Le CIB met en lumière deux paradoxes qui mettent à mal les objectifs affichés du DPNI :

  •  « L’introduction d’un test qui peut offrir un choix éclairé à plus de femmes enceintes peut dans la pratique nuire à cet objectif ». En effet, le dépistage devenant systématique et un choix « évident », les  couples ne sont pas « pleinement conscients que les résultats des tests peuvent les mettre face à une décision importante et peut être extrêmement difficile à prendre ».
  • Par ailleurs avec une utilisation généralisée du DPNI « le nombre de diagnostics invasifs augmenterait en raison de l’utilisation du DPNI qui doit précisément diminuer l’utilisation des diagnostics invasifs »[2].

 

Mais le paradoxe majeur du DPNI, réside dans sa présentation comme un « dépistage populationnel », c’est-à-dire proposé à toutes les femmes enceintes selon l’accessibilité financière et institutionnelle, justifié par son « utilité » ou ses « avantages pour les participants » en matière de santé. Le DPNI n’a cependant pas pour but « l’amélioration de la santé », mais bien « la décision de mener ou non la grossesse à terme ». Le CIB met en garde contre la dérive possible vers un « objectif social » de réduction du coût des soins : « Cela impliquerait une pratique discriminatoire portant le jugement que ‘ces gens ne sont pas les bienvenus dans la société’».

 

Le CIB recommande donc de tenir compte à la fois :

  • du « droit d’un individu à poser des choix autonomes »,
  • du « droit de ne pas être soumis à la discrimination ou à la stigmatisation fondée sur des caractéristiques génétiques »,
  • et du « devoir de respecter chaque être humain dans son unicité ».

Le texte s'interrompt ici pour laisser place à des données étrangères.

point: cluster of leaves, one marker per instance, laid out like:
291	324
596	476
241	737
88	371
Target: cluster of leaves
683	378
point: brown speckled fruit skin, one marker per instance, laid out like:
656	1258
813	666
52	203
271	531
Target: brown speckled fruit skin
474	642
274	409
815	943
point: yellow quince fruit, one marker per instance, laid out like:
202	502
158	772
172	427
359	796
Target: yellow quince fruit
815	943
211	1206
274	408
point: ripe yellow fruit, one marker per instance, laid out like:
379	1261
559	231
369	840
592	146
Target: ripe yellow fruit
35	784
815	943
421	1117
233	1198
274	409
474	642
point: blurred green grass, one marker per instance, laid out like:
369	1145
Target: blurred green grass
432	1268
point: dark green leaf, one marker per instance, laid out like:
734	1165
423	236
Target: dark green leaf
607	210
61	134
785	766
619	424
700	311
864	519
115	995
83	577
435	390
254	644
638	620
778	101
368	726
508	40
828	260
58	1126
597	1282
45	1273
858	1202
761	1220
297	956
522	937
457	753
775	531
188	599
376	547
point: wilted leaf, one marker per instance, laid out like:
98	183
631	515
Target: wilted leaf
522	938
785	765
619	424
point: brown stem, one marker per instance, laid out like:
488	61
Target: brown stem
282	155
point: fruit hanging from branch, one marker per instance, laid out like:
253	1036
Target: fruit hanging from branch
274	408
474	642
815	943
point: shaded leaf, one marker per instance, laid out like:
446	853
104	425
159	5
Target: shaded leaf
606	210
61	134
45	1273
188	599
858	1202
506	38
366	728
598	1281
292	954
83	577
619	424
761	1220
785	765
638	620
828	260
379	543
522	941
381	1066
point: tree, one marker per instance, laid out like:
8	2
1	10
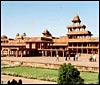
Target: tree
3	37
69	75
17	34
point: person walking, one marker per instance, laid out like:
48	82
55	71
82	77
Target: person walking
57	57
94	58
76	57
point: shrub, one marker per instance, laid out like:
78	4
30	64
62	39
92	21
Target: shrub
69	75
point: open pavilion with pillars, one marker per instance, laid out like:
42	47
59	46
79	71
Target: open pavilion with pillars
77	40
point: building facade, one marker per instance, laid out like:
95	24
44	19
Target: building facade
77	40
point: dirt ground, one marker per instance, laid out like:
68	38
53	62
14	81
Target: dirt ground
5	78
82	61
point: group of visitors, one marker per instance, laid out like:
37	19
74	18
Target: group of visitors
75	58
14	82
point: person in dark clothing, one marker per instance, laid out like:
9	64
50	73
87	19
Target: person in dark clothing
74	57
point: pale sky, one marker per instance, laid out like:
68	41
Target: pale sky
32	17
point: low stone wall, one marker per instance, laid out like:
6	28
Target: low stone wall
49	65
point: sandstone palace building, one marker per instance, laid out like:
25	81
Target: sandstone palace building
77	40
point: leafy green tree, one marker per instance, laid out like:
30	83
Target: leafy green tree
69	75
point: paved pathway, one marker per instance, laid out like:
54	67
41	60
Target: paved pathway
82	61
5	78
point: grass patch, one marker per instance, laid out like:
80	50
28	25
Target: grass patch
46	74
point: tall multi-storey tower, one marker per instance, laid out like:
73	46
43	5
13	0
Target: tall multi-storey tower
80	39
77	30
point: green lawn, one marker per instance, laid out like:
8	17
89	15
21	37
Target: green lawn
46	74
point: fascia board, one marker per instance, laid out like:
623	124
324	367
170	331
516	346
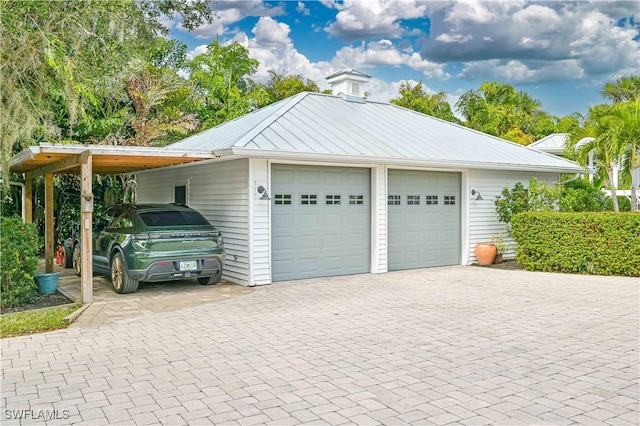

Une position aujourd’hui isolée qu’il faut saluer. Regrettons que cette fine analyse n’ait pas été mise en avant, en particulier en France où le dépistage prénatal entraine l’avortement des embryons et fœtus porteurs de trisomie 21 dans 96% des cas.

 

[1] Amniocentèse et choriocentèse, pratiques « invasives » associées à un risque « non négligeable » de fausse couche.

[2] En effet, en généralisant le DPNI le nombre de faux positifs augmenterait, avec « la nécessité d’une confirmation par test invasifs ».